Children in their retail context
This issue includes contributions that focus on children and their surroundings in a retail context in four perspectives of family, technological environment, edutainment centre and price variable.
This second issue includes contributions that focusses on children and their surroundings in a retail context in four perspectives of family, technological environment, edutainment centre and price variable. For children the context of retailing is first the family which is investigated through mothers shopping for their kids then through the impact of child on family provisioning related to sustainability. The submissions include also the context of technology leading to the experiences of children with retail mobile applications and their participation in massively multiplayer online role-playing game (MMORPGs) leading to virtual retail shopping. Then the role of the edutainment centre as a socialisation agent is explored. The last component of the surrounding examined in this issue is the price of the products.

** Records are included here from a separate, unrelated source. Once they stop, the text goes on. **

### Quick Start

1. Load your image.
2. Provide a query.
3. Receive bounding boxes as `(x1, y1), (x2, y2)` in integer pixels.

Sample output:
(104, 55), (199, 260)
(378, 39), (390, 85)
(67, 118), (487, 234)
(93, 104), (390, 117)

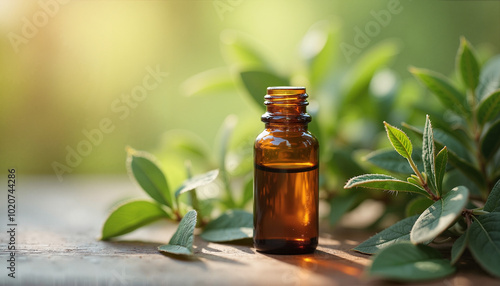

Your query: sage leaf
(435, 146), (448, 196)
(175, 169), (219, 198)
(469, 212), (500, 277)
(364, 149), (424, 174)
(410, 67), (470, 117)
(476, 55), (500, 100)
(481, 119), (500, 161)
(477, 89), (500, 125)
(240, 70), (290, 110)
(410, 186), (469, 243)
(201, 210), (253, 242)
(451, 229), (469, 265)
(483, 180), (500, 212)
(368, 242), (455, 281)
(456, 37), (479, 90)
(127, 147), (172, 208)
(384, 121), (413, 160)
(422, 115), (439, 196)
(405, 197), (434, 216)
(101, 201), (169, 240)
(354, 215), (418, 254)
(344, 174), (430, 197)
(158, 210), (197, 255)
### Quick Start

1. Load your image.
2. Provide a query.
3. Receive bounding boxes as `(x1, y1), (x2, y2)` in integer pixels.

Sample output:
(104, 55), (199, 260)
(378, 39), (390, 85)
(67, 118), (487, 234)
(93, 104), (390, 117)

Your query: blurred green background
(0, 0), (500, 179)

The first contribution by Silhouette-Dercourt and Lassus (de) investigates the motivations of mothers in purchasing luxury apparel for their pre-adolescent children through a semiotic interpretation of 21 mothers’ discourses. Young mothers fluctuate between four identity positions, identification, idealisation, transmission and creation. These results show a new research avenue like the exploration of the children’s response to their mothers’ identity motivations in relation to accessible luxury retail.

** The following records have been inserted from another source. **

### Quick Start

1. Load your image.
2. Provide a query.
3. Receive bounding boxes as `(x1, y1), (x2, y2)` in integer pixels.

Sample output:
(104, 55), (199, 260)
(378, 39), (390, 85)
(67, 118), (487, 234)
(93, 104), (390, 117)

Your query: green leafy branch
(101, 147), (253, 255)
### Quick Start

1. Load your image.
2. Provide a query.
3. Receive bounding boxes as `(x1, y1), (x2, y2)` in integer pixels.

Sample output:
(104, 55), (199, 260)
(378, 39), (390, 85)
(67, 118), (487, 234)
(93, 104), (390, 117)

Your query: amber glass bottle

The second study by Ritch and Brownlie investigates the influence of children on the mothers’ decision making in household provisioning. Totally, 28 in-depth interviews exploring a range related topics with a group of working mothers with a profesional occupation lead to the findings that children influence sustainability, moving beyond heath implications to educate children to be responsible consumers through play and authentic experiences. The desire of mothers to act sustainably can be reinforced and restricted by the children’s influence.
The third paper by Muzellec, Feenstra, Faultrier (de) and Boulay explores the nature of branded mobile application experience for children and analysed how those experiences and applications are perceived by the parents. The sample consisted of 20 children aged 6-12 who, using an I-Pad tablet, were asked to select from retail brands applications (retailer in games, toys and entertainment and retail brand in clothes and accessories). Children primarily valued the emotional experience of the application when the parents appreciated their children’s cognitive experience of the mobile app.

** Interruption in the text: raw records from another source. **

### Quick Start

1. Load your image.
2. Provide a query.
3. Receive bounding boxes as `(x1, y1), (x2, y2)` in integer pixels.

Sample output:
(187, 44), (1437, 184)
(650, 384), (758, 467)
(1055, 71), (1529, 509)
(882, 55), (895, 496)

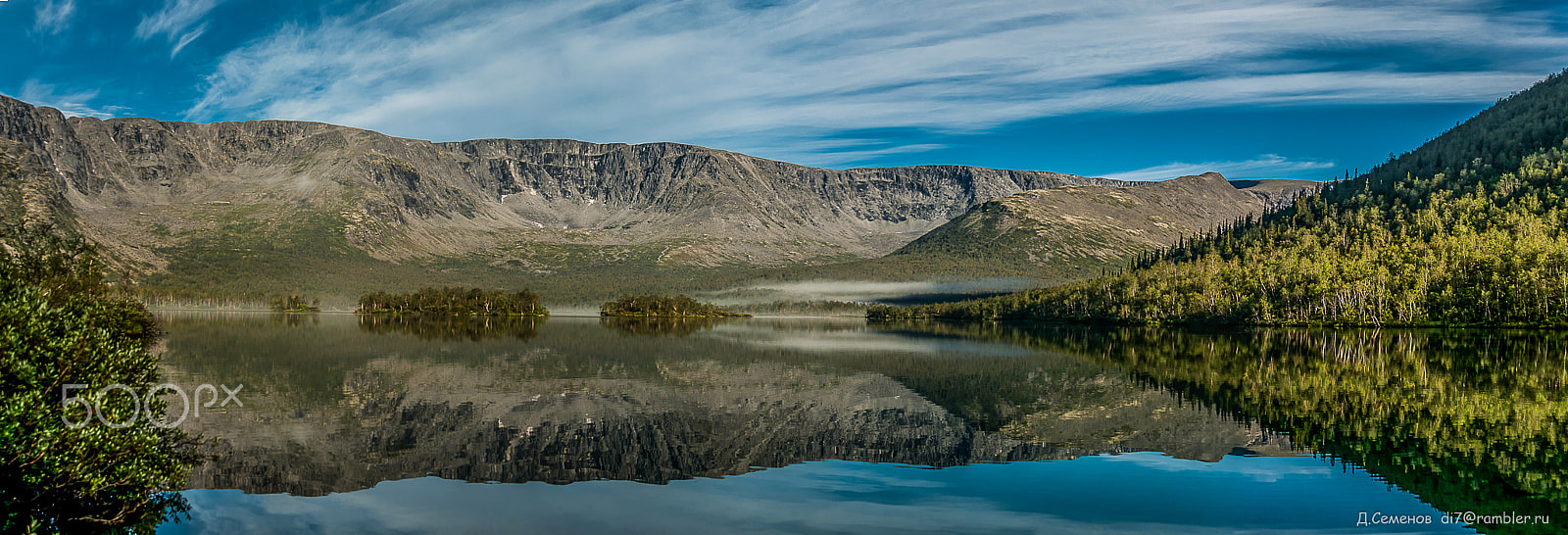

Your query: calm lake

Continuing in the technological environement, the fourth research by Hota and Derbaix examines whether children’s online play and participation in MMORPGs is leading to the development of virtual retail shopping motivations and behaviours. The analysis of data providing from two focus groups and ten in-depht interviews with 20 children aged 8-12 shows that it is the case through the purchase of virtual tools and accessories by all children using virtual in-game money. But these motivations are gender specific, unlike adults.
The aim of the fifth paper by Arthur and Sherman is to investigate a marketer-sponsored edutainment centre as a consumer socialisation agent. Totally, 16 children were interviewed as well as one of their parents prior, after and one week following a part-day visit to Kidzania. The study demonstrates the value of this participatory form of marketing communication in achieving brand objectives (brands preferences, brands knowledge, etc.) while fostering the consumer socialisation of children.
The last contribution by Muratore studies the relationships between the positive and the negative role of price in teens’ impulse buying. The test of the hypotheses has been achieved on a sample of 325 teens aged 14-18 using MANOVA. It appears that teens as impulsive buyers possess more prestige sensitivity, price quality schema, price mavenism, sale proneness and less price consciousness and value consciouness than no impulsive buyers.